Every interior designer knows that a carefully conceived and chosen colour scheme can be ruined, either by a single or cluster of glaring interior lights and if your entire room is lit only with dim lights, there will be a depressing mood in the room, asides the fact that there will be insufficient lighting in different zones of the room’s interior.
When a room is lit effectively, you will observe that colour tones change with different lighting illuminates. This is why any interior space will have a completely different colour palette and ambience when viewed under different types of lighting like daylight, incandescent lights, warm (or cool) fluorescent light fixtures, and halogen lights.
Effects of Daylight on Colour Scheme
A good design job demands you consider the effects of natural light on colours, textures, and patterns. For instance, bright sunlight conveys a wonderful feel on both warm and cold colours. Its effect on lighter colours and pastels is radiant and bright, and on darker colours, bright light makes them look crisp and ‘illuminated’.
Effects of Incandescent Interior Lights
Rich, bold and intense colour schemes that look pleasing during the daytime are usually dulled by incandescent lights at night. And though incandescent lights emphasise colours like yellow and red, which means they accentuate red, orange, and tan, they, however, produce a dulling effect on blue, burgundy, and violet tones.

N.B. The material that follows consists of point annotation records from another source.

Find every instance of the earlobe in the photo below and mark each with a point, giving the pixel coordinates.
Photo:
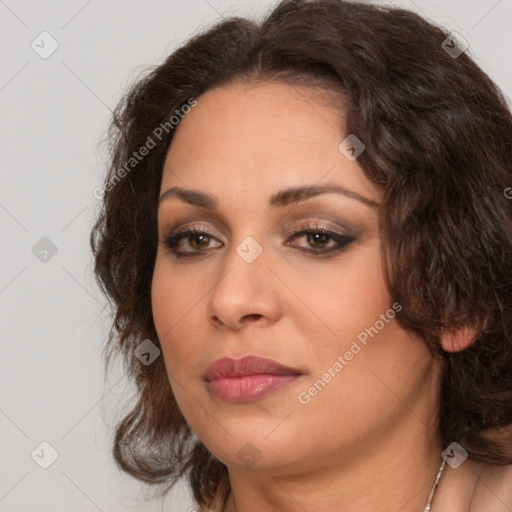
(458, 339)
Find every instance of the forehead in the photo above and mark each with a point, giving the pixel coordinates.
(253, 138)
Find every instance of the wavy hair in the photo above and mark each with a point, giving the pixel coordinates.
(438, 137)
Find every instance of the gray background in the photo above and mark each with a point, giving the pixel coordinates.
(53, 326)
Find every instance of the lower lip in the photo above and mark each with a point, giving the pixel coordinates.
(248, 388)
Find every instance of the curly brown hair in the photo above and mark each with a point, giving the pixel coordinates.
(438, 137)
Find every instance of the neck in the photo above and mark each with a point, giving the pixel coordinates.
(394, 475)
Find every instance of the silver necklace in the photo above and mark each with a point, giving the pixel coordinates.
(439, 473)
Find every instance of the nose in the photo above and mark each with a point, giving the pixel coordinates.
(246, 293)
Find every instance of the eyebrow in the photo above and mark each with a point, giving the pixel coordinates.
(278, 200)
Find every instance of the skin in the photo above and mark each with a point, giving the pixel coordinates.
(367, 440)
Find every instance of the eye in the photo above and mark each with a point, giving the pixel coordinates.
(198, 239)
(317, 237)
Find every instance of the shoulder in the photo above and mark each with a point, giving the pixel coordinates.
(475, 487)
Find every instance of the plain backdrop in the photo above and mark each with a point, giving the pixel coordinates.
(53, 112)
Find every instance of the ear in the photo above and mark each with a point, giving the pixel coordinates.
(458, 339)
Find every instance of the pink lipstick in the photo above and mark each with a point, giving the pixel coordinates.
(247, 379)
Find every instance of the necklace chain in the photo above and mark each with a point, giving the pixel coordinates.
(439, 473)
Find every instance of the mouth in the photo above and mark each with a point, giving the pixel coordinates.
(248, 379)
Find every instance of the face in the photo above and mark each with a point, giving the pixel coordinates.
(295, 278)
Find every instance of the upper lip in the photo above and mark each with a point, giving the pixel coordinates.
(249, 365)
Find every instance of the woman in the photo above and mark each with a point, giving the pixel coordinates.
(306, 217)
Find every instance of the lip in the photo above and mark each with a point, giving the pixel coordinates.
(247, 379)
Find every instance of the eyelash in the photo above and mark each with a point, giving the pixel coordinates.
(172, 241)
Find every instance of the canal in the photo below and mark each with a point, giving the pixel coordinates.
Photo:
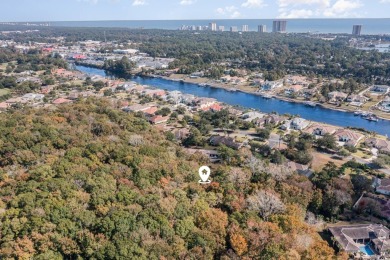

Fluorescent Light and Its Effect on Colours
There are two types of fluorescent lighting, warm and cool. Both types are popularly used by interior designers in their lighting designs. Fluorescent lights have a different spectral energy distribution of light which makes them emphasise blue and green colours while blunting reds and orange tones.
Halogen Light Effects on Interior Design Colour Scheme
They are white lights which bear a resemblance to natural light. Halogen lights make all chosen colours appear more vibrant and have a way of making the transition from daylight to artificial light a bit less ‘jarring’ like it does with incandescent lights especially.
On a final note, because of the different way differing lights affect colour schemes, it may be wise for an interior designer to select colour samples in the rooms or spaces in which they are to be used, under both day and night light.
And if for any reason this is not possible, the next best thing is to choose colours under an identical lighting source using approximately the same illumination level . . . bright, mood-enhancing, or dim.